How so? Consider a series of (seq, ack), it is clear for the first two packet that the sample RTT should be the difference in capture time between the first two packets. But what about the RTT for packet with seq 1966093826? Which packet’s ack should we match it to?

(1966093602, 4006981393),
(4006981393, 1966093826),
(4006982773, 1966093826),
(4006983404, 1966093826),
(4006984784, 1966093826),
(1966093826, 4006985268),


The first ACK. The other ACKs are simply in reply to future packets that arrive at the destination but are not the packet that it expects. For example, if one packet is lost and next packets arrive successfully, then you will see a similar case of duplication ACKs. And is we discussed in the lectures, we are using any three duplicate ACKs as a sign that a packet is lost and retransmit that packet and update the congestion window size by cutting it into half.


Do we match seq 4006982773, 4006983404, 4006984784 to anything here? The last ACK 4006981393 is smaller than these, and 4006985268 is larger, we don’t capture any packet in between either.
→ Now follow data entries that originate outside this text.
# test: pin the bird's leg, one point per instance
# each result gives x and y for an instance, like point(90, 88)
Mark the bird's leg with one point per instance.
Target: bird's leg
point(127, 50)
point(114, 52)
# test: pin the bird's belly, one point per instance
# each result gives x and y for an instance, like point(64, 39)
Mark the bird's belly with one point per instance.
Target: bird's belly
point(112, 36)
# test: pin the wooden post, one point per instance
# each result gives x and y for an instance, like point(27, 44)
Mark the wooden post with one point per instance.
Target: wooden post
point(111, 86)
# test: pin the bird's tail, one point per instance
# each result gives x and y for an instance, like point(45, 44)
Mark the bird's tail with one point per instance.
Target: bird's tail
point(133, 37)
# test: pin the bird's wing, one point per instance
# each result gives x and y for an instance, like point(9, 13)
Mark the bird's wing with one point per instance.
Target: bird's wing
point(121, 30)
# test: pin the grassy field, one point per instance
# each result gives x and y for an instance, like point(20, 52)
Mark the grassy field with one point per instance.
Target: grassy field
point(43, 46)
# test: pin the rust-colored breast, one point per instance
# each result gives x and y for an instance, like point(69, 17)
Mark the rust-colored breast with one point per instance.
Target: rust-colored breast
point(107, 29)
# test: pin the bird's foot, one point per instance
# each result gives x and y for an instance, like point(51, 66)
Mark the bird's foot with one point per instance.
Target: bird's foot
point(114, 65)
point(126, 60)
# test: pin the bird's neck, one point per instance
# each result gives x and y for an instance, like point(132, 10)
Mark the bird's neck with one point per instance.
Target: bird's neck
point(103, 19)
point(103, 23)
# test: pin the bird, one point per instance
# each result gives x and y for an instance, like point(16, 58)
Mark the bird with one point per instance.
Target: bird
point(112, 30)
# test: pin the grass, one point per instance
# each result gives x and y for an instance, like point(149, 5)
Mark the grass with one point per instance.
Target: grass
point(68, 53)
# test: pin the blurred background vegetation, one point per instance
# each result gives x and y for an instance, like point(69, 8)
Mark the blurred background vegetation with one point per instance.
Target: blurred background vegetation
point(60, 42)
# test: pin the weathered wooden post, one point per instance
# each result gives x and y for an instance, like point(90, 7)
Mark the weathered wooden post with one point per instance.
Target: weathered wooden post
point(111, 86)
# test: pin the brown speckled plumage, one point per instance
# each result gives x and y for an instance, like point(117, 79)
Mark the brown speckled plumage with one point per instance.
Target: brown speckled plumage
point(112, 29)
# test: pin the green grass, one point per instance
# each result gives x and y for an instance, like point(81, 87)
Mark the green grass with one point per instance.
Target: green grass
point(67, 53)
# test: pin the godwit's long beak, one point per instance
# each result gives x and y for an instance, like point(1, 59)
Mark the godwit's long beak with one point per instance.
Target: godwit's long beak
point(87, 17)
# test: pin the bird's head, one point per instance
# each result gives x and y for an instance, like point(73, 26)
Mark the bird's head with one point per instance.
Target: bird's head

Also, wouldn’t piggybacking the ACK make RTT estimate larger than it should be by artificially delaying ACK?


We observed a set of packets of (seq, ack) of
(1966099765, 4007001616),
(4007001616, 1966099765),
even after we filtered for retransmitted packages, why would 1966099765 be sent before the ACK for it is received? Thanks.


Note that you will not necessarily get an ACK for every packet that you sent. For example, if you send packets 1, 2, and 3, you may only receive an ACK for 3, which will implicitly also ACK 1 and 2. In this case, you only have one sampled RTT by matching the ACK with packet 3 that you sent.